Additional options include teaching children biblical truths through the use of catechisms and Scripture memory, he said. Catechisms are instruments used to teach biblical doctrine in question and answer format. Baptists have written and used catechisms to teach their children throughout their history, Whitney pointed out. Other useful tools for family worship are Christian books such as Pilgrim’s Progress or a biography, Whitney said.
Family worship should take place at the same time every day—perhaps in the morning or evening at the dinner table or just before bedtime—while every member of the family is gathered together. It should also be brief so it will not become an exercise in tedium for young children, he said.
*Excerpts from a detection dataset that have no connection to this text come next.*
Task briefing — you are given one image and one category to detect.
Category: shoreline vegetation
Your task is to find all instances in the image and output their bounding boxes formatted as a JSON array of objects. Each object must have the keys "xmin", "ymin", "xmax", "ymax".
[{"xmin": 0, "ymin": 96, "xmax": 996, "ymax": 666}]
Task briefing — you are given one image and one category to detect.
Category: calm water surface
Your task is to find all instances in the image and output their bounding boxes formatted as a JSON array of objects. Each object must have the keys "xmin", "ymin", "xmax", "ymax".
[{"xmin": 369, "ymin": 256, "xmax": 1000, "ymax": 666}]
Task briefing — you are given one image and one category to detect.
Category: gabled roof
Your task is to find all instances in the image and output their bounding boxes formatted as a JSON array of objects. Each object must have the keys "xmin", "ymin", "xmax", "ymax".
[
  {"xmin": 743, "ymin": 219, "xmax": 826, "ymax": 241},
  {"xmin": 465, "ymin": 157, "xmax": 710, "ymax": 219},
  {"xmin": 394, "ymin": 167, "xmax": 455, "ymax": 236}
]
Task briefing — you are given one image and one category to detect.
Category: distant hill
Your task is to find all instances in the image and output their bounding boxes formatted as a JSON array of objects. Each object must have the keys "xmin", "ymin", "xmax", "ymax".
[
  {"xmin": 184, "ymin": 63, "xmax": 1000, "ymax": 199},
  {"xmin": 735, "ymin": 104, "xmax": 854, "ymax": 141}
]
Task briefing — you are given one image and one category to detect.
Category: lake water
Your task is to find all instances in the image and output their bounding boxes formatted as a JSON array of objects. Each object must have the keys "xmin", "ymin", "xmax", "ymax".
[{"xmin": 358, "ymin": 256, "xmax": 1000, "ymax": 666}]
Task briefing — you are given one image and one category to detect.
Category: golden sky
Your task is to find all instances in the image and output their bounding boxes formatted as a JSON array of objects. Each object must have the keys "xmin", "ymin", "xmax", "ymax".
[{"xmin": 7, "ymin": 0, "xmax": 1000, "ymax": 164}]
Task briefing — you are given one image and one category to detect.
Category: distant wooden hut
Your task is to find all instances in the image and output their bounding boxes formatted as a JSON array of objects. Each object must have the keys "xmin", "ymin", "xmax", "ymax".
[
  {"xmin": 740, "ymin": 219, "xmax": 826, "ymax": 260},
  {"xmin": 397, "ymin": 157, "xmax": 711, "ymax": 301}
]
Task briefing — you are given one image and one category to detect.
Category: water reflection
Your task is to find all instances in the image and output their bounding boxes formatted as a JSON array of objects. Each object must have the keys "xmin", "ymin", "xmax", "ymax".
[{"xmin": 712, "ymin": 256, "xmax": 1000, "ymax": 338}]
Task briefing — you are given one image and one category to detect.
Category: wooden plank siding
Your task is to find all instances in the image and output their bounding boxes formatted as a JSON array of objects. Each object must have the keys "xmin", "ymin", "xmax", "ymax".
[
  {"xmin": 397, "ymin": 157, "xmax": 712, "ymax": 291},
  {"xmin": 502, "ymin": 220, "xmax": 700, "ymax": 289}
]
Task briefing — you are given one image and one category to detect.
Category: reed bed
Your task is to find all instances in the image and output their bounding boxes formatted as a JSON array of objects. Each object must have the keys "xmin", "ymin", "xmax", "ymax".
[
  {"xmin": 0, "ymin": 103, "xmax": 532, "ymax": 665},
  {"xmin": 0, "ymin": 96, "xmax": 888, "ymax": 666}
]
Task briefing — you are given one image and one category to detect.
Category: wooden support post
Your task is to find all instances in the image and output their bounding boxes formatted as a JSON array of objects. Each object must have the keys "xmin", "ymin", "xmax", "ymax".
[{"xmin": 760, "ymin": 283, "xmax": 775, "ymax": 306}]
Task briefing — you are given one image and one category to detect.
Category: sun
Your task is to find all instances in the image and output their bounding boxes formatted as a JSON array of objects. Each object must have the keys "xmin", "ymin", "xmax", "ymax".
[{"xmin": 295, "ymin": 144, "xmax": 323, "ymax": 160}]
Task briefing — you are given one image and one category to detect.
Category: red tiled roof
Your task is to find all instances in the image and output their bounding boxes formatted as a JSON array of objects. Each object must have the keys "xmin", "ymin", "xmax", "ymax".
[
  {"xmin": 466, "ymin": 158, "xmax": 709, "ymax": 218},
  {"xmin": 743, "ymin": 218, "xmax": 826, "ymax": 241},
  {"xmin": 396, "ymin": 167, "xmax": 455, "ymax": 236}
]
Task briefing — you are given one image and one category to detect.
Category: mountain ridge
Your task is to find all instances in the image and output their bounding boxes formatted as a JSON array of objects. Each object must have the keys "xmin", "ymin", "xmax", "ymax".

“Parents should teach their children the things of God at every opportunity,” he said. “We should do so with our children both collectively and individually, but the best time to do this on a consistent basis with all the children would be in a time of family worship.”
While the regular attendance of corporate worship is essential for every Christian, children will not likely know God in a deep and meaningful way unless they are intentionally taught in the home, Whitney said.
“Fathers, you have the responsibility to bring your children under the discipline and instruction of the Lord,” Whitney said. “Although part of that would be bringing them under the preaching of the Gospel in the church and into the congregational praises of God with the body together in the local church…[it] does not mean you hand them off to anyone else as the primary discipliner and teacher in the things of the Lord.
“Without some regularity and structure and intention, it doesn’t happen as much as we think. You don’t bring the children up in the discipline and instruction of the Lord incidentally and occasionally. It has to be done purposefully or it is done much less than we assume.”